Working with a well-known international OEM such as Chrysler had its benefits and challenges. “We learned a lot from working for Chrysler. We have developed into an international standard supplier thanks to them,” explains Rodríguez. “But working with Chrysler meant high exposure, which put extra pressure on the company.” Arbomex unarguably reaped the benefits of its success, but Rodríguez says a failure would have been highly visible. “We were representing both our business and our country,” says Rodríguez, adding that due to its positive results, Arbomex is now the Mexican leader in producing and supplying camshafts for the automotive industry, supplying the likes of Daimler Trucks, Detroit Diesel, and Linamar.
Arbomex has over 30 years of experience in manufacturing precision cast products and tooling, such as crankshafts, wheel hubs, and its most successful product, camshafts. Arbomex’s plant in Tlalnepantla produces components for tooling production, supplied by Grupo Carborundum and Engine Power Components, while its Celaya facility makes precision cast products. Although it has been working since the 1970s, it was not until 2001 that it entered the automotive industry. This proved a wise move, as today, 80% of Arbomex’s total sales come from this industry.
However, finding the right customers at first was not as simple as knocking on doors and demonstrating products. Rodríguez, says he has to be very careful when deciding which potential customers and partners to approach. “They must fit a profile which will ensure a win-win deal for both parties. Joint ventures will play an important part in the growth of Arbomex for the near future, but we have to be cautious,” he says. Early on, Arbomex showed a penchant for an elite clientele as it approached only the leaders in the OEM market to convince them of the quality of its products and its processes. For Rodríguez, the strategy was simple: his company benefited from what he refers to as a Japanese work scheme, far different to most Mexican firms of Arbomex’s size. “This allowed us to focus on the twin aims of constantly seeking to innovate while reducing costs and making the business more efficient,” says Rodríguez.
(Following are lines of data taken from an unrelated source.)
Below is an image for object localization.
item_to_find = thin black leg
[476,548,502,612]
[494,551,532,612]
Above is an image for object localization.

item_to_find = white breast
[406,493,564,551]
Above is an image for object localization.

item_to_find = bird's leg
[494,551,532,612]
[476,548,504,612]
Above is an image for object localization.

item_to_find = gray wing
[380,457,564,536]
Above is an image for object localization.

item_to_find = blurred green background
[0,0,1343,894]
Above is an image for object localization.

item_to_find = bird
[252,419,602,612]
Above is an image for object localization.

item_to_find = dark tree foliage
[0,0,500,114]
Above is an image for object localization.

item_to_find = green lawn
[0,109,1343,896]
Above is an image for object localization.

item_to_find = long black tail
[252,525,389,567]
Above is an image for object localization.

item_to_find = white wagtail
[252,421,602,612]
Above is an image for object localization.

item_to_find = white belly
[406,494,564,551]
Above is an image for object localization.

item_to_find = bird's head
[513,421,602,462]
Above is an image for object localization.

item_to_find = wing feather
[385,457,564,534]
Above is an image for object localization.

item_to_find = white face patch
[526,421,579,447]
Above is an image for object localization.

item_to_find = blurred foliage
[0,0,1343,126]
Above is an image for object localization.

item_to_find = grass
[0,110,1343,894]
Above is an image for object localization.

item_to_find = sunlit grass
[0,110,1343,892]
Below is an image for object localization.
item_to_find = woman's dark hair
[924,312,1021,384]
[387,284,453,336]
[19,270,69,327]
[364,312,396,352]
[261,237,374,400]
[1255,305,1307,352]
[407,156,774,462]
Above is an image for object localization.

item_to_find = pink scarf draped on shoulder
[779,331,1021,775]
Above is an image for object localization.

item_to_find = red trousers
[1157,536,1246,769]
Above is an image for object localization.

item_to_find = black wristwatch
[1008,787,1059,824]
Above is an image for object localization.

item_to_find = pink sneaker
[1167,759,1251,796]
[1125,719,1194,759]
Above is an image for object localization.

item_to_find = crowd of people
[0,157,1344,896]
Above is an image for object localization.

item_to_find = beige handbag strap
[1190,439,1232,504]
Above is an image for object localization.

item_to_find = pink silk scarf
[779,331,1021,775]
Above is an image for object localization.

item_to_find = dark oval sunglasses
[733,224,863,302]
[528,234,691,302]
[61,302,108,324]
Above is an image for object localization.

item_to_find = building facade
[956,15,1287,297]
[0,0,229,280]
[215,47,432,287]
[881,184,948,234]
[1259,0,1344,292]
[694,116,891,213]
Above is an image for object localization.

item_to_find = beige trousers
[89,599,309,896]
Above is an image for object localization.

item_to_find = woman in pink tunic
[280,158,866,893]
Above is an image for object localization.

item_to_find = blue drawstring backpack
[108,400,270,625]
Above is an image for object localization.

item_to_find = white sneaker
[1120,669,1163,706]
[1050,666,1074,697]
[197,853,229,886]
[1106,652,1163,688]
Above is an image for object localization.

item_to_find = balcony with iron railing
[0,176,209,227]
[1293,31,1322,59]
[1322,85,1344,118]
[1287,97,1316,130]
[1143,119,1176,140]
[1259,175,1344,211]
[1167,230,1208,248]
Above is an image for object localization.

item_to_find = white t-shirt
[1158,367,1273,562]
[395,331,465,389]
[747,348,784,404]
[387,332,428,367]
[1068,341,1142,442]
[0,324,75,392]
This attitude seems to have struck a chord with the market, given Arbomex’s solid market share with OEMs and in the aftermarket. “When Arbomex needed to diversify its business line and increase its inclusion in the aftermarket, Chrysler seemed to be the perfect match. The collaboration between the two companies began with a two-year project to provide V8 camshafts for Chrysler engines. This proved to be a huge challenge but we already had experience in the production of camshafts and were able to deliver. Arbomex was even able to reduce maintenance costs on these engines by 30% without affecting the quality of the final product,” explains Rodríguez. “The demand for ductile iron camshafts is increasing. The process that we have developed for these has resulted in added value for the Arbomex brand, since assembled camshafts are 30% more expensive than iron camshafts. The company is investing in a small camshaft assembly line, allowing Arbomex to cover all three types of camshafts: ductile irons, chill iron, and assembled.”
Rodríguez is aware of the company’s dependence on Chrysler, and would be happy to see this reduce to around 50% if such a move increased overall sales. “Arbomex is targeting new clients. We recently travelled to Germany to visit BMW and have been working hard to get in with them,” he comments.